Sarandon is partly attending the festival to introduce the film Jeff Who Lives At Home, the latest comedy drama from the cult US filmmakers The Duplass Brothers. She plays Sharon, the mother of two sons one of whom – at the age of 30 – still lives at home. Sarandon is convinced that the film has a particular resonance in this day and age.
“I have a son who’s 23, who finished college and lived at home for a little while, and my youngest son is 20 and he’s in and out with an enormous amount of his friends. It’s a very understandable phenomenon with the economy as it is. I think it’s a great opportunity to get to know your kids as adults,” she said.
She’s also convinced that films such as Jeff Who Lives At Home are going to need a drastically changed distribution system in order to have a fighting chance at reaching audience
“I think that it’s like the music business: it’s going to re-invent itself and a lot of things are going to be delivered through the internet. Right now Hollywood is very unimaginative, and had been for a long time. Jeff Who Lives at Home they didn’t know how to release it. If a movie is made for a very low budget then they just drop it. They have three kinds of films they know how to distribute and anything outside the big blockbusters have a difficult time. I think little films do better if they play less theatres but for a longer time.
She’s also in town to pick up a Crystal Globe for Outstanding Contribution to World Cinema and is clearly enjoying her stay.
“I’ve only been here a couple of days and it seems very welcoming. I don’t really like going to Cannes. And now that I’ve said that I’m sure they’ll never invite me,” she says with a smile “But for me Cannes is like being in an amusement park and I’m the ride.”
It’s also given her the opportunity to reflect on her career, especially her Academy Award winning role in Dead Man Walking as Sister Helen Prejean. “It was very difficult because I had a responsibility to her as a living person. We were afraid it would be boring with some many scenes between the two of us. But Sean [Penn] was so incredible, he had that hairdo and it was such an interesting character. I had to surrender to the idea that I just went around saying “I’m so sorry,” and “Let’s pray,” all the time. I had to hope not to become competitive as an actor with him, which can happen. It was very difficult. I was nominated [for an Academy Award] five times and if I was going to win once I was happy it was for that one.”

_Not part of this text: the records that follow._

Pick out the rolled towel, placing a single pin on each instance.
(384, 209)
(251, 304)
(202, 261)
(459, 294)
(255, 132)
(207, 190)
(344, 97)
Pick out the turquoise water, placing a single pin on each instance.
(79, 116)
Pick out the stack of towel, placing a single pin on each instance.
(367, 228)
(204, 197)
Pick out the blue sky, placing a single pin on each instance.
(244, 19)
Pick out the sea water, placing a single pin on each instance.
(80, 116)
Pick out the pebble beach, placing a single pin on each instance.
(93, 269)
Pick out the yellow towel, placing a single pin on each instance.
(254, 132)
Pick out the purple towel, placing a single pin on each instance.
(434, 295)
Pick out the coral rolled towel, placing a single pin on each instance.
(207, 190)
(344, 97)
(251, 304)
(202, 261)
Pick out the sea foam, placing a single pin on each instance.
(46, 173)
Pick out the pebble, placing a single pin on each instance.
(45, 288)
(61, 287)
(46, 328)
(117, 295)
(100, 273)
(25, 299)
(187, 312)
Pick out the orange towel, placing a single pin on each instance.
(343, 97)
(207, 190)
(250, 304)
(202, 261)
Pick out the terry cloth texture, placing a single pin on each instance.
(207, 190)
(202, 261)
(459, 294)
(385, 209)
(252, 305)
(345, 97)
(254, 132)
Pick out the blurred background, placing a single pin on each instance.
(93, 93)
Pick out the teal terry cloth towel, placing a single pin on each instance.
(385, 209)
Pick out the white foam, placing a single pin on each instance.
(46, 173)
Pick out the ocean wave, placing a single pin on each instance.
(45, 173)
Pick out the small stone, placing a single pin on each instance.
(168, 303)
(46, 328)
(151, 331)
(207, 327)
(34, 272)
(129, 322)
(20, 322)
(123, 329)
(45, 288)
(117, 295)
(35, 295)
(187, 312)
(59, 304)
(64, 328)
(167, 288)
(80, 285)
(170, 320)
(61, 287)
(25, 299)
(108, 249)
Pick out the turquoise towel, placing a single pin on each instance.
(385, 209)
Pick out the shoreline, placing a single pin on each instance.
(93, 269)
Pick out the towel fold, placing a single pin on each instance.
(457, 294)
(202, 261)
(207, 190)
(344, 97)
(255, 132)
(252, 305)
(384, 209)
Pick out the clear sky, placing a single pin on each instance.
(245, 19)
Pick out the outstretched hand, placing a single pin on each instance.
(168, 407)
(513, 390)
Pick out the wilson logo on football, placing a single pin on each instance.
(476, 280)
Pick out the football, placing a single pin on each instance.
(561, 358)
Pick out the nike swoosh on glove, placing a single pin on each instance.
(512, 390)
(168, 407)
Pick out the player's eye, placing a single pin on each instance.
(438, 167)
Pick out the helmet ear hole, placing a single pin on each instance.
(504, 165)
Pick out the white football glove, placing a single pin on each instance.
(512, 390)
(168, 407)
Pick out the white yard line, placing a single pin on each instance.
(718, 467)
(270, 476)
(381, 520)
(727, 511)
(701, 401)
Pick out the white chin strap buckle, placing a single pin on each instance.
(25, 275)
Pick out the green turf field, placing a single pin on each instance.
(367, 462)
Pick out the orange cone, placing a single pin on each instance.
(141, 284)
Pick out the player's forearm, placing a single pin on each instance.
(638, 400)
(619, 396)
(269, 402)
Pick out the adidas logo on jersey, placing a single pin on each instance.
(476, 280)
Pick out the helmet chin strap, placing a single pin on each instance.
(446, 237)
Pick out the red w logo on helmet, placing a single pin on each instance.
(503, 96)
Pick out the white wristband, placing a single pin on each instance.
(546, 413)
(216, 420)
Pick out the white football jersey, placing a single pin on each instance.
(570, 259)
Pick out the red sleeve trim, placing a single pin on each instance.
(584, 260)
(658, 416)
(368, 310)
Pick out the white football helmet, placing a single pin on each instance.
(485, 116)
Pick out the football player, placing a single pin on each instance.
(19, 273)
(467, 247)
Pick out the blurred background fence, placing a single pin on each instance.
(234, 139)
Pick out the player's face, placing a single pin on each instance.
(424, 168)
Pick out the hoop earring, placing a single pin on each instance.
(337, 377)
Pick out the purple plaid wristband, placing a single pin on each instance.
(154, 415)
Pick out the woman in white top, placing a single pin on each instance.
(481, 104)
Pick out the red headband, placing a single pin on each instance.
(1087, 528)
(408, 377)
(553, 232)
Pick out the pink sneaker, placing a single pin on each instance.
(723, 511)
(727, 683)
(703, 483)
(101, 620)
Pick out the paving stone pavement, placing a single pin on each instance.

It’s less well known that she also produced Dead Man Walking. “As a woman used to producing a family I’m used to producing, because you have to think ahead and manage people. I’ve produced several films without credit – including Dead Man Walking – and its fun to cast it and to choose the people who are going to be doing the costumes and the sets. What thrills me most about working in film is the collaboration. I’m the eldest of nine children so it’s understandable from me to live in chaos,”
And she’s nonchalant about just how tough acting is. “The hardest thing about acting is learning how to pack to go places and surviving in a business that does not want you to get old or fat,”
She echoes the sentiments of Dame Helen Mirren – in Karlovy Vary at the beginning of the week – about the role of women in the industry and is annoyed when women actors are constantly being portrayed as fighting each other. “I wish sometimes that female executives who are women would be more supportive of women but I think female actors are very supportive of each other. I think if you’re talking about the Lindsay Lohans and the Paris Hiltons that’s a whole different phenomenon but not real actors who are working.”
New projects for Sarandon including Arbitrage, a movie about a Bernie Madoff type character in which she stars with Richard Gere, the film Robot & Frank with Frank Langella and a new film that sounds intriguing to say the least. “I did a few parts in The Waschowski Brothers new film ‘Cloud Atlas’ which is going to be quite something. Everyone plays different ages, in different eras and different genders. I play an Indian man.”
It will be a long line of interesting and mixed career choices from Sarandon. But she’s jokingly modest about what brought her to where she is now: “I’ve done everything wrong and there’s no real explanation of why I’m still around. I’ve made movies everyone told me I shouldn’t, I’ve taken years off to have children, I’ve been outspoken politically. But here I am. I’m the last person you should ask [for advice about how to succeed in the industry. I’m here because all my plans failed.”